[jira] [Commented] (HADOOP-10603) Crypto input and output streams implementing Hadoop stream interfaces

Yi Liu (JIRA) Wed, 21 May 2014 01:53:04 -0700

    [ 
https://issues.apache.org/jira/browse/HADOOP-10603?page=com.atlassian.jira.plugin.system.issuetabpanels:comment-tabpanel&focusedCommentId=14004498#comment-14004498
 ]


Yi Liu commented on HADOOP-10603:
---------------------------------

Andrew, thanks for your detailed review.
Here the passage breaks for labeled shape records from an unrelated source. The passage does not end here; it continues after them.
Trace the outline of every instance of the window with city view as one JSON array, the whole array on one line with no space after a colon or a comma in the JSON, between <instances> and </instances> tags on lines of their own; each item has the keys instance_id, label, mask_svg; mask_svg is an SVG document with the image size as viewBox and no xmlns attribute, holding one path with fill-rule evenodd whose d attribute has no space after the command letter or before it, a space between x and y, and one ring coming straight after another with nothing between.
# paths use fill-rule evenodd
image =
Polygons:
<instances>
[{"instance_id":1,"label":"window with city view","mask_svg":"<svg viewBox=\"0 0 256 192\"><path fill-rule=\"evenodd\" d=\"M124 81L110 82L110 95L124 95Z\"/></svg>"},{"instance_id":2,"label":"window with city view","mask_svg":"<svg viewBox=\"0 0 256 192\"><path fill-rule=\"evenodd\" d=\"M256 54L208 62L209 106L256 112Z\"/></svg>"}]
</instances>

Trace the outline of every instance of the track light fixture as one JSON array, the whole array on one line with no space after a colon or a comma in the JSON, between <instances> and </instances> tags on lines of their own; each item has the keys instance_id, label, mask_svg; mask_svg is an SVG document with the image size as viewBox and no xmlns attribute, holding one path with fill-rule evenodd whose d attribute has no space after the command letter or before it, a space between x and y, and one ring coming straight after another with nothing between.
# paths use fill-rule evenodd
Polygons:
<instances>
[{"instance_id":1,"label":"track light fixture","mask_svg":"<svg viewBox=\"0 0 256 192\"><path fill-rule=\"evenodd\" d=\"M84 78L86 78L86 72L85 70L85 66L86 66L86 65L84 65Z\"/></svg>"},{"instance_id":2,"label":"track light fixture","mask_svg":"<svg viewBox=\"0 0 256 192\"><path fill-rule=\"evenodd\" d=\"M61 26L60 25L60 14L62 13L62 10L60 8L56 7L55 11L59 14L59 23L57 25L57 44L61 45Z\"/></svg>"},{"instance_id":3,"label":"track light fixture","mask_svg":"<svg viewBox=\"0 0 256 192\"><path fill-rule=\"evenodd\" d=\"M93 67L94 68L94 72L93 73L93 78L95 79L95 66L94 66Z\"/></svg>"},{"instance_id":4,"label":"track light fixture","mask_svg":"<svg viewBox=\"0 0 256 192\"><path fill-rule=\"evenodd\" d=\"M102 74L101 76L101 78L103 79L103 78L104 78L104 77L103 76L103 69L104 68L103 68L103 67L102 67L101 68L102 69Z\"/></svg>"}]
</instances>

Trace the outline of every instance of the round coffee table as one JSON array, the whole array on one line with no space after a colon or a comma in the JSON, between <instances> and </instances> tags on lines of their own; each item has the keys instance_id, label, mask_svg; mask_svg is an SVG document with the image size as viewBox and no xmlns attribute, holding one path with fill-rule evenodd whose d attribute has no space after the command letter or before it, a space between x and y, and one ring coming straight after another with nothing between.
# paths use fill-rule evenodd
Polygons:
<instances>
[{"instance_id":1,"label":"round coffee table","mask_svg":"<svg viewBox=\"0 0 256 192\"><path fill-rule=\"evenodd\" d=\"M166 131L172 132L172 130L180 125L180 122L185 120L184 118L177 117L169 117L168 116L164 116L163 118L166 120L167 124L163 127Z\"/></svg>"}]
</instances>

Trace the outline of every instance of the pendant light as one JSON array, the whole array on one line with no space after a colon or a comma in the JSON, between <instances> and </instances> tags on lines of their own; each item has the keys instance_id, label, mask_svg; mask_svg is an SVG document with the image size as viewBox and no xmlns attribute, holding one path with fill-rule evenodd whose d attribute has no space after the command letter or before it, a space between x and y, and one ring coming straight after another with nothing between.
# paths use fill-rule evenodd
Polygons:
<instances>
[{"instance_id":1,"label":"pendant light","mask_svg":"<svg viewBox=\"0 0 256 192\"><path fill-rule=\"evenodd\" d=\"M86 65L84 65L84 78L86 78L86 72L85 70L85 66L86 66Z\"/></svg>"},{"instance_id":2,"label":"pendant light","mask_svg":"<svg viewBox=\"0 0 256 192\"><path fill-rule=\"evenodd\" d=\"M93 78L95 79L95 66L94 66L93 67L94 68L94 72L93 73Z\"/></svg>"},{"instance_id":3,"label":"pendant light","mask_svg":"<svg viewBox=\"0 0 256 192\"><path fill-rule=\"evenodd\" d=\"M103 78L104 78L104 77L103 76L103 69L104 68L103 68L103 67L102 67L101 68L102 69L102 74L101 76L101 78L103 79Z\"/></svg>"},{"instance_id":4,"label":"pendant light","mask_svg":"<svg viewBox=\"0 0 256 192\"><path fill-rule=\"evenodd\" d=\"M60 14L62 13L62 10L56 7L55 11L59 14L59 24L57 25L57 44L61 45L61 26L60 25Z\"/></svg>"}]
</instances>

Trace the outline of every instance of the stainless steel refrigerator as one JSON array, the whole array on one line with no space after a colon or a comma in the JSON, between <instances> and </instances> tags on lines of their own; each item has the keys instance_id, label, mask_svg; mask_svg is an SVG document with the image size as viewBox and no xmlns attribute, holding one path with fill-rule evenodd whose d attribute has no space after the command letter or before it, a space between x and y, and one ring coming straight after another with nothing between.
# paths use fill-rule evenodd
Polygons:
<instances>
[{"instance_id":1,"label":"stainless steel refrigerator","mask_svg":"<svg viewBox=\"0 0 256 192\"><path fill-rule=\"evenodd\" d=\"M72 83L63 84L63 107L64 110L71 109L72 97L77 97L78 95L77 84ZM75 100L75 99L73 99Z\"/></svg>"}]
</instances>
Although they are based on a slightly 
old version, but most are also valid for latest patch :-).  
HADOOP-10617 is the common side test cases for crypto streams, since we already 
have lots of test cases and still need to increase and it's a bit large if 
merging to this, I made it as separate JIRA. 
Sure, according to your suggestion, I will merge it to this JIRA.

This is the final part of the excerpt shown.